Many of my friends believe in such products - and I have no trouble at all with that or with them, because if someone believes they will be healthier, they will be. I don't want to threaten them in any way with my opinions (I don't care what others choose to believe) and I don't claim these products aren't at all good. I claim that SCIENCE has not said anything about them one way or the other. That's all. So my opinion as a scientist is unnecessary. There is no science - just hype - in the claims they make.
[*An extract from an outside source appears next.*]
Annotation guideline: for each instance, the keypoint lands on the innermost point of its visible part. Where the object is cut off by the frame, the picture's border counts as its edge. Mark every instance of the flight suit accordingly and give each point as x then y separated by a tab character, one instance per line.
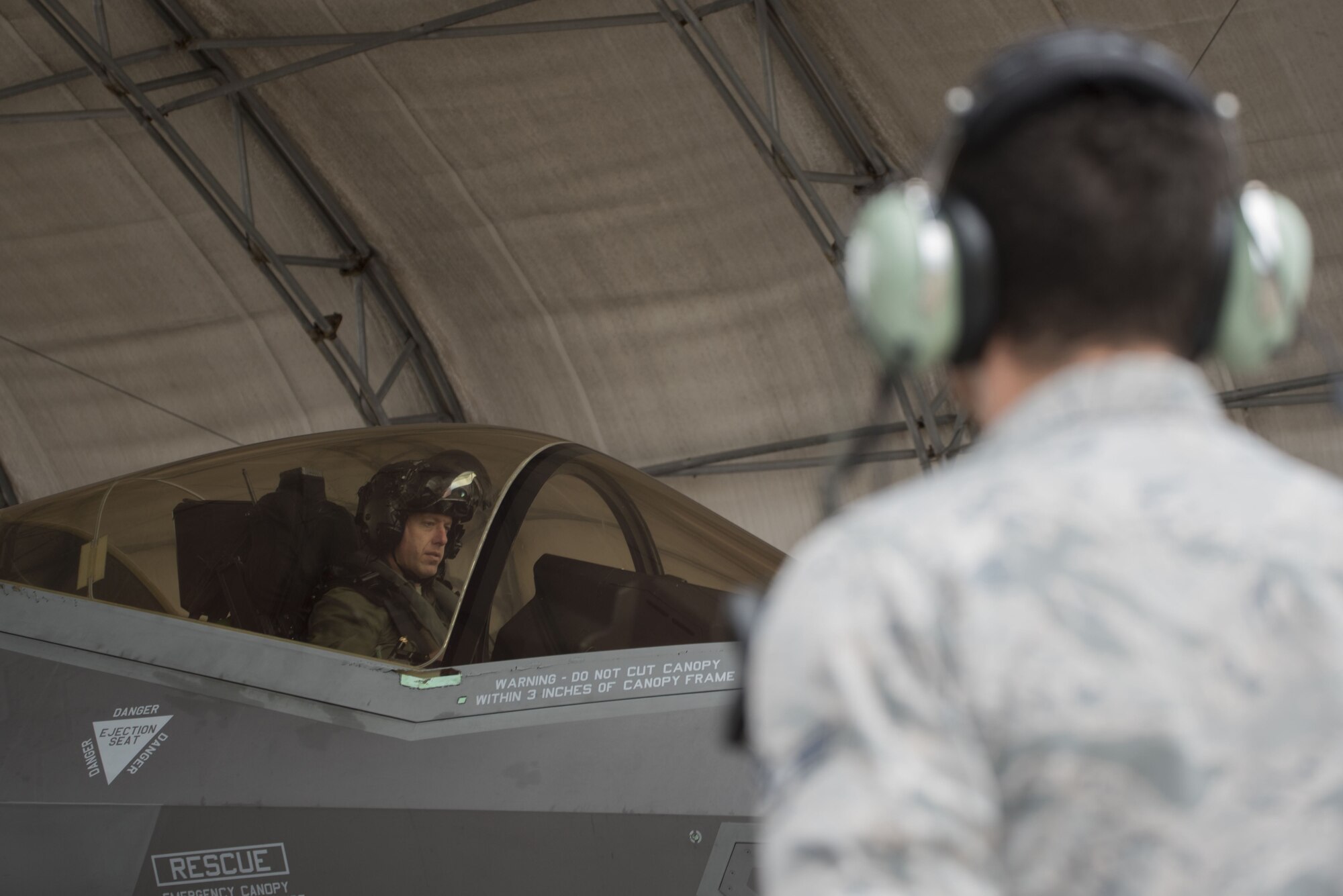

When salespeople choose to lie and distort the facts about real science as it pertains to their product, I must view them as dishonest profiteers. That's what I found on the web site of this company and dozens of others like it. I believe history will look back on the supplement craze and the multilevel marketing that drives it with an unkind eye. Hope you're not sorry you asked, but I'll always answer honestly to a friend."

1 Comments:

Blogger CESSNA SKYLARK PILOT said...

Thank you for a balanced view of the issue. You are more tolerant than I am. I'm not even a scientist, but I detest this non-scientific approach to doing medicine. I have complained to the AMA ethics committee about Dr. Oz (man, what an appropriate name for a man who purveys nonsense). And don't get me started on alternative medicine. Ask Steve Jobs how that worked out.